Spritestyle

Posted by Rob Walker on June 8, 2006
Posted Under: Murketing,Subculture Inc.

Shortly after I wrote a column with the headline “Street Couture,” I got invited to “the Sprite Street Couture Showcase.” This, I was told, would feature brands like Rocawear, LRG, and Triple Five Soul showing new designs, some of which would supposedly include “interpretations” of the new design of Sprite cans. (What I’d written had nothing do with Sprite, or any of those brands; it was about Supreme.) I almost never go to these things, and I didn’t go to this one. But maybe I should have. According to a Village Voice account, Kanye West, Missy Elliot, and the guy who plays A.J. Soprano were all there. (Also on hand was Farnsworth Bentley, who seems to be an official Sprite endorser.) Voice writer Corina Zappia quotes (with appropriate mockery) an official release regarding the event:

Emerging fashion, hip-hop music, and authentic street culture have been part of Sprite’s DNA for nearly two decades. By bringing together five fashion companies with distinct styles for the first Sprite Street Couture Showcase, we are celebrating the brand’s roots in a fresh, contemporary way.
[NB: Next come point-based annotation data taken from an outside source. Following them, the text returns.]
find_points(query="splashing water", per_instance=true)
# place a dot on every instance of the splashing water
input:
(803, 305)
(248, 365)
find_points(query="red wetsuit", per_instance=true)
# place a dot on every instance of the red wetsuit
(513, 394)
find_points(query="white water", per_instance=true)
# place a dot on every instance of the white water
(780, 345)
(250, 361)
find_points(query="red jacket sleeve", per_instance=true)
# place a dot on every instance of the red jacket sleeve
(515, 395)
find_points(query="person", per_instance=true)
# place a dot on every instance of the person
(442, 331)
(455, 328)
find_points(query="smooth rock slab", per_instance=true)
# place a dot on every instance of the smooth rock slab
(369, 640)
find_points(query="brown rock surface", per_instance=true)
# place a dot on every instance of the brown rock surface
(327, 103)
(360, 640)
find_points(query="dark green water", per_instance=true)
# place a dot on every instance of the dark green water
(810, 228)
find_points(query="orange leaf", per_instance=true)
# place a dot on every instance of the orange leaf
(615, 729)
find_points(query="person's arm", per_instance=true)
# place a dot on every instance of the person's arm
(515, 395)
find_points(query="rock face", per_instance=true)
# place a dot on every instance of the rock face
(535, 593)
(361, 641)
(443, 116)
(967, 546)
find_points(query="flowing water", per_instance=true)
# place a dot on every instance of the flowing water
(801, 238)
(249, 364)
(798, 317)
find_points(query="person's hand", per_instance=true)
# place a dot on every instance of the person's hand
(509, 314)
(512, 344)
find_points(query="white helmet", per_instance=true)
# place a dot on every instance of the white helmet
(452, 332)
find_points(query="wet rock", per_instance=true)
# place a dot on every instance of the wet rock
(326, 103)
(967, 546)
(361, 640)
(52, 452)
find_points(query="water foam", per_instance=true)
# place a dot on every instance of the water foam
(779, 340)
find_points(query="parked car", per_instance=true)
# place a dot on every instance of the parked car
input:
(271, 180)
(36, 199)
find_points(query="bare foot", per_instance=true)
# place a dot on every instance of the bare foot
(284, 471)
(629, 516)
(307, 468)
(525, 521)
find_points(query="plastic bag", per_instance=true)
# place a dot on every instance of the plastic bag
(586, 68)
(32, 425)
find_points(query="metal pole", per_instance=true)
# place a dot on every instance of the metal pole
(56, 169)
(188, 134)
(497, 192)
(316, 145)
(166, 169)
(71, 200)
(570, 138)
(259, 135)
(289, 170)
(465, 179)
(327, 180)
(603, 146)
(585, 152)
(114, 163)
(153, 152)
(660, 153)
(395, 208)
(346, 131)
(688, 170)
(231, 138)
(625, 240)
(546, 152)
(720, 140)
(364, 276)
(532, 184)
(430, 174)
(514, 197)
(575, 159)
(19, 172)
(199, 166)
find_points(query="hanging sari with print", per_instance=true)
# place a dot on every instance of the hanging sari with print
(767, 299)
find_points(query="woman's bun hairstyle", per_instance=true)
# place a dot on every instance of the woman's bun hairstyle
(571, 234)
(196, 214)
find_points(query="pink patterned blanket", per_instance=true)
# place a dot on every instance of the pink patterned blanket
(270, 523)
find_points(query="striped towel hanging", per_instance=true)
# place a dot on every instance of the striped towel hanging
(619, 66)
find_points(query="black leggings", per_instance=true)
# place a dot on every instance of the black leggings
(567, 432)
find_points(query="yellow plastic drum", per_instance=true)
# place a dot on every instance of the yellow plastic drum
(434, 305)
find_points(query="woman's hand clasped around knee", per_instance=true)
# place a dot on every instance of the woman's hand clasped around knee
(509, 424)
This is a consistent theme with Sprite — how the brand is really tied into hip-hop and so on. What that really seems to mean is that Sprite has positioned itself around hip-hop for a long time. That is: Hip hop has been part of the DNA of Sprite’s marketing strategy for two decades. (And I’ve seen things in the trades indicating that Sprite is actually planning to move away from this strategy, but we’ll see.) I’m certainly not aware of any organic Sprite moment in hip-hop, a soft drink equivalent of the song “My Adidas,” for example. The only reference to Sprite I can think of in rap was that Lil’ Kim song in which she bragged that she could get her mouth around an entire can of Sprite. I’m guessing that the brand didn’t pay for that particular name-check.

It’s not clear if any of the designers actually did interpret the new Sprite can, or whether a promised “influencer after-party” really occurred. But in the end, The Voice says, the event wasn’t bad, and LRG’s stuff looked good, and there wasn’t all that much branding (“until the lights flashed green and the Sprite logo popped up on video screens,” anyway.)

The more interesting question, once you clear away Sprite’s rhetoric, is why LRG and Triple Five Soul would do this. Aren’t they risking their cred by cozying up to a mainstream brand — and basically getting used? The official Sprite answer would of course be: No, because their core audiences are totally down with Sprite! Sprite is part of hip hop and urban culture!

Well, maybe. Here are two other possibilities. One: The streetwear brands figure that their core audiences will understand that Sprite basically paid for them to have a cool fashion show, and this shows admirable hustle on the part of the apparel-makers; it was Sprite, in other words, that got used. Two: The streetwear brands figure that, at the end of the day, their core audience will simply never hear about any of this.